The AJCC/UICC-TNM staging system provides useful but incomplete prognostic information for early-stage colon cancers. Classifications based solely on tumor cell characteristics offer only moderate accuracy, even though risk assessment is critical in deciding on adjuvant therapy. In so-called high-risk stage II patients (T4 tumors, insufficient number of lymph nodes sampled, poorly differentiated tumors, lymphatic, vascular, or perineural invasion, obstruction, or perforation), chemotherapy may be considered, but these criteria remain imperfect. In stage I, where chemotherapy is not usually recommended, approximately 10% of tumors recur despite surgical resection. The Immunoscore, a classification method quantifying the densities of CD3+ and cytotoxic CD8+ T lymphocytes at the tumor center and in its invasive margin, had already demonstrated its prognostic value in stages II/III, but its relevance remained to be established in stages I/II and in early-stage risk subgroups.
This international study, conducted under the auspices of the Society for Immunotherapy of Cancer, evaluated the consensus Immunoscore by digital pathology in 1,885 stage I/II patients from Canada and the United States (cohort 1) as well as from Europe and Asia (cohort 2).

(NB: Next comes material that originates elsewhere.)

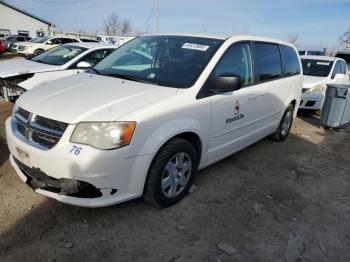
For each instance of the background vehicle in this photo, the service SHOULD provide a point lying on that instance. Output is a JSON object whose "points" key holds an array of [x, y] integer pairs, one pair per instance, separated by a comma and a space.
{"points": [[10, 40], [41, 44], [20, 75], [146, 118], [2, 48], [318, 72], [346, 56], [311, 52]]}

The primary endpoint was time to recurrence; secondary endpoints included disease-free survival, overall survival, and prognosis in the stage I, stage II, high-risk stage II, and microsatellite-stable (MSS) subgroups.

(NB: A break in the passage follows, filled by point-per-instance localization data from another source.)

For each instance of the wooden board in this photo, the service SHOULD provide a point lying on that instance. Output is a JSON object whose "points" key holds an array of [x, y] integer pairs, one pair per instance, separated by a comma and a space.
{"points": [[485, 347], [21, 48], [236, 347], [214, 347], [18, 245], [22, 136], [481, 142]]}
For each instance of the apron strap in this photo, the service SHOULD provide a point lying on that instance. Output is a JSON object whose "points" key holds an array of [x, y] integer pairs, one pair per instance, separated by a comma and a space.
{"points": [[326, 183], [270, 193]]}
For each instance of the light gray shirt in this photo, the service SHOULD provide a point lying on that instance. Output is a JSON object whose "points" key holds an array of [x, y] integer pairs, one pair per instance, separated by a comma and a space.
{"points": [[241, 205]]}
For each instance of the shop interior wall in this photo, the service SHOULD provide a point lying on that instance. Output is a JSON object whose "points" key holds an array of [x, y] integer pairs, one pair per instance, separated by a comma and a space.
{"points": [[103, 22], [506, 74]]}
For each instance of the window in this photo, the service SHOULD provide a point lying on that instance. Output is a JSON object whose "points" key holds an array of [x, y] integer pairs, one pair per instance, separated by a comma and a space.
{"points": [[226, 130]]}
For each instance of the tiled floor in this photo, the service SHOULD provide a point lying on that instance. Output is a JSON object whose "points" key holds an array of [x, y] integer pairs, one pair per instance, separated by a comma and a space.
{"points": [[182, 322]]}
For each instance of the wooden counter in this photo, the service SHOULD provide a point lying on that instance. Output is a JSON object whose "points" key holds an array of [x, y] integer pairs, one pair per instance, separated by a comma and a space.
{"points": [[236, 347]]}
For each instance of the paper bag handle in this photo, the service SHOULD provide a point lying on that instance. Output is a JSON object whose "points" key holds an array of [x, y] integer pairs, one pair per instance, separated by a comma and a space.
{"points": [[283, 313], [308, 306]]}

A high Immunoscore was associated with the lowest risk of recurrence in both cohorts. At five years, recurrence-free survival rates in stage I/II reached 78.4%, 88.1%, and 93.4% for low, intermediate, and high Immunoscores, respectively (HR high vs. low = 0.27; p < 0.0001). In multivariate Cox analysis, this association was independent of sex, T stage, tumor location, and microsatellite status (HR = 0.29; p < 0.0001). The Immunoscore significantly predicted survival in stage II, high-risk stage II, T4N0 tumors, and MSS patients, and remained associated with time to recurrence in stage I (HR = 0.07; p = 0.016). It represented the strongest contribution to risk (69.5% of the χ²). Among T4N0 tumors not treated with chemotherapy, patients with a high Immunoscore maintained a prolonged time to recurrence, with the Immunoscore then remaining the only significant parameter. The authors emphasize that the heterogeneity of a population drawn from thirteen countries constitutes a limitation, but that it also illustrates the robustness of the tool. In early stages, a low Immunoscore reliably identifies patients at risk of relapse, for whom enhanced surveillance or adjuvant therapy warrants consideration. The Immunoscore is now included in the WHO classification and in the ESMO guidelines.